Faithful readers of BEYG know that we are not advocates of exercising for weight loss. But we can't think of a better way to stay fit and feel great. Regular exercise makes a body feel wonderful, when not done to excess, and folks who are physically active just know that it has positive effects on their mental health as well.
Now some clever scientists at Princeton University are showing how regular exercise can produce new cells in the brain that do not react to stress. The article, goes into depth on this study and others which are demonstrating how rats brains are changing in response to exercise, and are becoming less anxious and stressed. Several studies involve putting rats on a running program and then subjecting them to laboratory-induced stressful situations. The runner rats were cool as cucumbers.

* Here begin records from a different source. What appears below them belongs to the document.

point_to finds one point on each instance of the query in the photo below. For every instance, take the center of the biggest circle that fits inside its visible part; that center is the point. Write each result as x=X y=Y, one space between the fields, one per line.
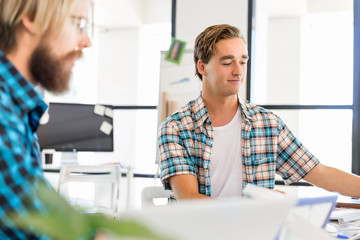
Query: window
x=302 y=57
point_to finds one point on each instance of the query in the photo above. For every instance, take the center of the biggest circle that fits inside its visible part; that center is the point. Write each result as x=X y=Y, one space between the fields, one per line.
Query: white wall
x=117 y=66
x=192 y=17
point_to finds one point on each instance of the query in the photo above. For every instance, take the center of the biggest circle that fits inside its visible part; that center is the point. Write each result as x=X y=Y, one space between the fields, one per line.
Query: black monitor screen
x=76 y=127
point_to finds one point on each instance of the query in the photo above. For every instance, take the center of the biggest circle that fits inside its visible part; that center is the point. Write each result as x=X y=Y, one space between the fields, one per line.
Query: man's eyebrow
x=226 y=57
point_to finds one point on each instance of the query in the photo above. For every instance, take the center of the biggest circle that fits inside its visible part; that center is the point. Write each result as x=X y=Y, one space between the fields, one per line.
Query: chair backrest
x=106 y=197
x=149 y=194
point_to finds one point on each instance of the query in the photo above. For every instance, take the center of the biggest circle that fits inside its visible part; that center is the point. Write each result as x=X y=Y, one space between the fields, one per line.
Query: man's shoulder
x=260 y=114
x=184 y=116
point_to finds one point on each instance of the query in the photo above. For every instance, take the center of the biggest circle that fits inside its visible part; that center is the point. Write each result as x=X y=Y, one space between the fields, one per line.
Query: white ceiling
x=110 y=14
x=286 y=8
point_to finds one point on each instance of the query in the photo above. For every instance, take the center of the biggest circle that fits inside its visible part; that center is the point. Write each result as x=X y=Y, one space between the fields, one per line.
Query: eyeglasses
x=81 y=23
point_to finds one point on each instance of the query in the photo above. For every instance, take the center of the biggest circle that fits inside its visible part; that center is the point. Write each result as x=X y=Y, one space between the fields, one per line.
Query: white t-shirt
x=226 y=160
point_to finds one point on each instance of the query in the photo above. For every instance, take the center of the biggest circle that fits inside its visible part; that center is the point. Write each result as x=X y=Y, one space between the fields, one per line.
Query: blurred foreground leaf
x=63 y=222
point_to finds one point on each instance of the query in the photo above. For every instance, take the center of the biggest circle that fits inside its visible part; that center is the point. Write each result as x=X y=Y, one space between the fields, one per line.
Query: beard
x=52 y=73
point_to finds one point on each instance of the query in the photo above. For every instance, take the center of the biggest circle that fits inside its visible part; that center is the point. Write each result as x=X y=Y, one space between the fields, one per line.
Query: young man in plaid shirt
x=39 y=42
x=219 y=142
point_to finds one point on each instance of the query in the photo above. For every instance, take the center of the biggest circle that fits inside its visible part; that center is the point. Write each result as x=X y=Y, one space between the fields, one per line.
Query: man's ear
x=29 y=25
x=201 y=67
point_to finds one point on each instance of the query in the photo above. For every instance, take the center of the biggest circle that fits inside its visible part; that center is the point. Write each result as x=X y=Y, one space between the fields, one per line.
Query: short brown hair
x=45 y=14
x=204 y=47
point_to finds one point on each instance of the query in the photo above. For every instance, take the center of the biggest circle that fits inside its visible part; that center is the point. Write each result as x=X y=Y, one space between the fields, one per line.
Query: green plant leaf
x=64 y=222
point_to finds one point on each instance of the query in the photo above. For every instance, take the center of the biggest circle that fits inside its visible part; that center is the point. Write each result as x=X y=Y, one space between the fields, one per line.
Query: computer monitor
x=76 y=127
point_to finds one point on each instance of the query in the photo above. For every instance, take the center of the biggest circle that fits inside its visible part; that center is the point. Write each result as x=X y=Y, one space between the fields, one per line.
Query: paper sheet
x=99 y=110
x=106 y=127
x=109 y=112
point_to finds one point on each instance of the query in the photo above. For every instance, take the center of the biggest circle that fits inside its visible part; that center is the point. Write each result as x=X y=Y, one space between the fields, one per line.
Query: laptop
x=217 y=219
x=316 y=210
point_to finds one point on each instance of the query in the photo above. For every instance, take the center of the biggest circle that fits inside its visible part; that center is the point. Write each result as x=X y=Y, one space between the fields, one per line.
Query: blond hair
x=46 y=14
x=204 y=47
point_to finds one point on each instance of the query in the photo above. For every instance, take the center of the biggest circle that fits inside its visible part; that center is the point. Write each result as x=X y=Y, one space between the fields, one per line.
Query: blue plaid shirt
x=20 y=170
x=268 y=147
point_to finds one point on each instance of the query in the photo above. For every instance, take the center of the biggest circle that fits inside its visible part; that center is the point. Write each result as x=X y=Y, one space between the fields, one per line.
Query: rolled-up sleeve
x=174 y=157
x=294 y=159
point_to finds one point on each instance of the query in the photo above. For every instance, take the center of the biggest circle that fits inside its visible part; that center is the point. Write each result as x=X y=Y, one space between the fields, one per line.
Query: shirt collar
x=23 y=92
x=202 y=116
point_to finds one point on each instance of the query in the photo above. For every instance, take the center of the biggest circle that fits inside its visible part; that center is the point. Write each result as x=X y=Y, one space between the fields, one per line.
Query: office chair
x=149 y=194
x=105 y=183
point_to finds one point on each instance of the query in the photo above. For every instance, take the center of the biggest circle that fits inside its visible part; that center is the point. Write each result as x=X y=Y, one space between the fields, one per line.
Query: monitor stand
x=69 y=158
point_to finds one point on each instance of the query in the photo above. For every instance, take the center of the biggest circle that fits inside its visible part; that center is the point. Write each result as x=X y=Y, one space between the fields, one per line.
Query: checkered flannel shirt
x=20 y=170
x=268 y=147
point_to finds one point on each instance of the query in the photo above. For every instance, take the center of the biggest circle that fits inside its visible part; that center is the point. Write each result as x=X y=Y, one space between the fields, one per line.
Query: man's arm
x=185 y=187
x=333 y=179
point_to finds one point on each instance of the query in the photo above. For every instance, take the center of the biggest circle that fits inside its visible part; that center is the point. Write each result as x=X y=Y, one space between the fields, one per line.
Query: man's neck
x=221 y=109
x=20 y=62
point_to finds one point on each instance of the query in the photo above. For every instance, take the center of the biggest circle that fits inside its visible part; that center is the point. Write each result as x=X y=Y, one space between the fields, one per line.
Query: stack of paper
x=344 y=215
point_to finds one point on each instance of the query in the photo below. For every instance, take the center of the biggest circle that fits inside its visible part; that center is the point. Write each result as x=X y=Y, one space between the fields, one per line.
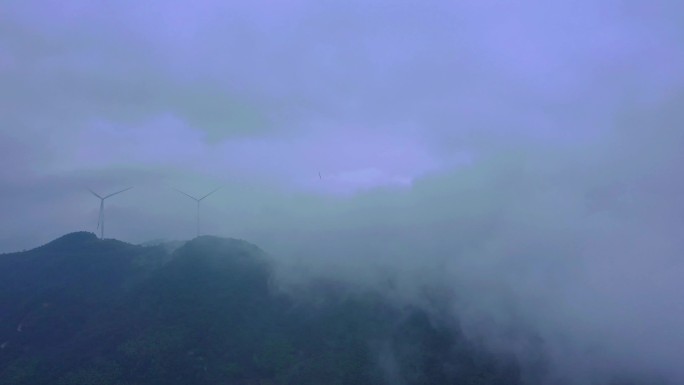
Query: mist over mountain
x=80 y=310
x=448 y=191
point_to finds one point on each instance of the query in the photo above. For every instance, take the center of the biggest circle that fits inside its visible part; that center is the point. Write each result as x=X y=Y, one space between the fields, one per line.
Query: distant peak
x=75 y=241
x=78 y=236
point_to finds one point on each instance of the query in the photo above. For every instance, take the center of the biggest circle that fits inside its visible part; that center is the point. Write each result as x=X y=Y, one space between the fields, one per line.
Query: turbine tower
x=100 y=219
x=198 y=200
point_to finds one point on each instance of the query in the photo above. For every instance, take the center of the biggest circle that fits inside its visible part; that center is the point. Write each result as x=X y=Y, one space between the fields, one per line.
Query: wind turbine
x=100 y=220
x=198 y=200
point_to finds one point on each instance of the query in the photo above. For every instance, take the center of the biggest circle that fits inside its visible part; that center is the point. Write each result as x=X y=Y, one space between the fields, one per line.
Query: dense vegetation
x=80 y=310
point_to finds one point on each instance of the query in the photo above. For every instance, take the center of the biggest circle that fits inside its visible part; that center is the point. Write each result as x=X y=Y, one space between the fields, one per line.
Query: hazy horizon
x=526 y=158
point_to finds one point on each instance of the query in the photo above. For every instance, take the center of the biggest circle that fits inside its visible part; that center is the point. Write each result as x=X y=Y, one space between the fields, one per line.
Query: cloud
x=521 y=157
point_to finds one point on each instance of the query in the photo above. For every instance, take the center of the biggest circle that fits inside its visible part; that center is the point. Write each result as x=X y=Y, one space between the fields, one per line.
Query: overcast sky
x=528 y=150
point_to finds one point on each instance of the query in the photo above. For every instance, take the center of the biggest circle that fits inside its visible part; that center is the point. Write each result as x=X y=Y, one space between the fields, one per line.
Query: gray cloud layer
x=522 y=157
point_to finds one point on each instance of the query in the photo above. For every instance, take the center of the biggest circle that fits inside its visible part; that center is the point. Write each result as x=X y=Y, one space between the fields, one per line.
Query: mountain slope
x=80 y=310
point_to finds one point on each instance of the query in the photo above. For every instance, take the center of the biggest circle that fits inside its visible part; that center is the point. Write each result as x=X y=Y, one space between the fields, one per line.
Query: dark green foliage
x=108 y=313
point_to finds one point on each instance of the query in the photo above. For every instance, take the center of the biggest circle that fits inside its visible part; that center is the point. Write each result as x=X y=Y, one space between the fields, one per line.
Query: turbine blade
x=187 y=195
x=94 y=193
x=215 y=190
x=118 y=192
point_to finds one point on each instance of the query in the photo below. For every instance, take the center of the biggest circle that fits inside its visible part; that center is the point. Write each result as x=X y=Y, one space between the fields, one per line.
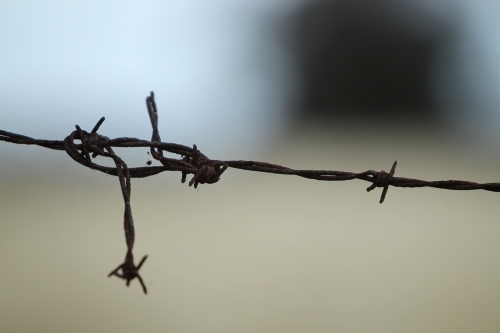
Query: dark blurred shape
x=357 y=60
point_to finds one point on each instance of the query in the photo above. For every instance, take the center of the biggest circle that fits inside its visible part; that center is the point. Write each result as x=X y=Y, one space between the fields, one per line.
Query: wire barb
x=204 y=170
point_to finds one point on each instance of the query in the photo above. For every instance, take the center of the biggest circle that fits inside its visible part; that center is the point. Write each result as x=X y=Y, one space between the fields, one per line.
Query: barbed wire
x=204 y=170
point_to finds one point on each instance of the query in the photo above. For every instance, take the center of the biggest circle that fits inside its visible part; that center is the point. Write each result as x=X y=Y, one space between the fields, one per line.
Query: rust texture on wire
x=204 y=170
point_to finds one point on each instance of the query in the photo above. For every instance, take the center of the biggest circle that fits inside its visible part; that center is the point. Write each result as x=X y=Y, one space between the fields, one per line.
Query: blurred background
x=335 y=85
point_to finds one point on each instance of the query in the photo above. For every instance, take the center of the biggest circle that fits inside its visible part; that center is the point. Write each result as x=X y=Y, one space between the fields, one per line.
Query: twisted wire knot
x=207 y=174
x=383 y=179
x=206 y=171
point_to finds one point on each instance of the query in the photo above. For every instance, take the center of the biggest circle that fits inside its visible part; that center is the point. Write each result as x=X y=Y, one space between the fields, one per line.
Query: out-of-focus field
x=256 y=252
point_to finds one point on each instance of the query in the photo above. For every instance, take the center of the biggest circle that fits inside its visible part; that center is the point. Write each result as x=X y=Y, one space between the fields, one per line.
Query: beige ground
x=256 y=252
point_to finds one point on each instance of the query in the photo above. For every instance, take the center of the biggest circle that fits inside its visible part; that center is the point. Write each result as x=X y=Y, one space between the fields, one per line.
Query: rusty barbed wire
x=204 y=170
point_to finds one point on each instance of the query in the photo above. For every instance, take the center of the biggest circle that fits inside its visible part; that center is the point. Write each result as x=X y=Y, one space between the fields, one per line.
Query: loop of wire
x=203 y=169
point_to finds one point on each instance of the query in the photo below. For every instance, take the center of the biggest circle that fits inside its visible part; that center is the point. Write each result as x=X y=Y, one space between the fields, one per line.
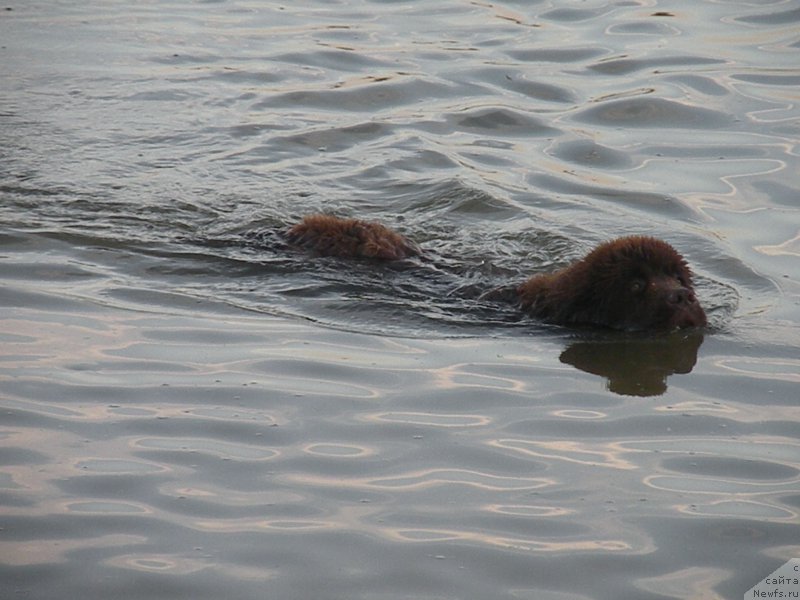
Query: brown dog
x=633 y=283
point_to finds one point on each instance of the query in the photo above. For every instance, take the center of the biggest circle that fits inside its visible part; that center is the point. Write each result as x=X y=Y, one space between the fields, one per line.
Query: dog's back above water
x=633 y=283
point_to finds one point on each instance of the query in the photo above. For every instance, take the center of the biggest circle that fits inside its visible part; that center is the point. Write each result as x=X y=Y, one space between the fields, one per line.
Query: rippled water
x=191 y=409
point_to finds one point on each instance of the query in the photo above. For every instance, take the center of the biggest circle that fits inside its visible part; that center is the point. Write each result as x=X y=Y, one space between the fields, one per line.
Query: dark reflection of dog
x=633 y=283
x=636 y=367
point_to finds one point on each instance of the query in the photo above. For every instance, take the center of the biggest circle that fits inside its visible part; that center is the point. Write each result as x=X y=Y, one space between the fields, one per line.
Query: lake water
x=192 y=410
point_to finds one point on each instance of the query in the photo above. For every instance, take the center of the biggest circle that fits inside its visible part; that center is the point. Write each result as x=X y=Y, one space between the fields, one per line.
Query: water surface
x=191 y=409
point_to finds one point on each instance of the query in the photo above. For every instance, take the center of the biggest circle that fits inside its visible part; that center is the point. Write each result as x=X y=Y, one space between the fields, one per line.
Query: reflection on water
x=636 y=367
x=191 y=411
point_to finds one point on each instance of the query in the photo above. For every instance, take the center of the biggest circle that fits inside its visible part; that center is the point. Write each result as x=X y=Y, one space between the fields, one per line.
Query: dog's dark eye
x=637 y=286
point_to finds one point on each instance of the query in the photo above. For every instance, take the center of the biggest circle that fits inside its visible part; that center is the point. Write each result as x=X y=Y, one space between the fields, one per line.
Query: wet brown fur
x=632 y=283
x=327 y=235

"It looks more and more like the positive stress of exercise prepares cells and structures and pathways within the brain so that they’re more equipped to handle stress in other forms," says one graduate student affiliated with the Neurobiology of Learning and Memory Laboratory at Dartmouth. And it appears that the benefits appear somewhere between 3 and 6 weeks of getting on a regular training program. In the University of Colorado experiments, for instance, rats that ran for only three weeks did not show much reduction in stress-induced anxiety, but those that ran for at least six weeks did. "'Something happened between three and six weeks,' says Benjamin Greenwood, a research associate in the Department of Integrative Physiology at the University of Colorado, who helped conduct the experiments."
It's no surprise that there aren't any quick wins in the exercise department. Good things come to those who wait, and persevere. I'd better shut my laptop and start doing my exercises!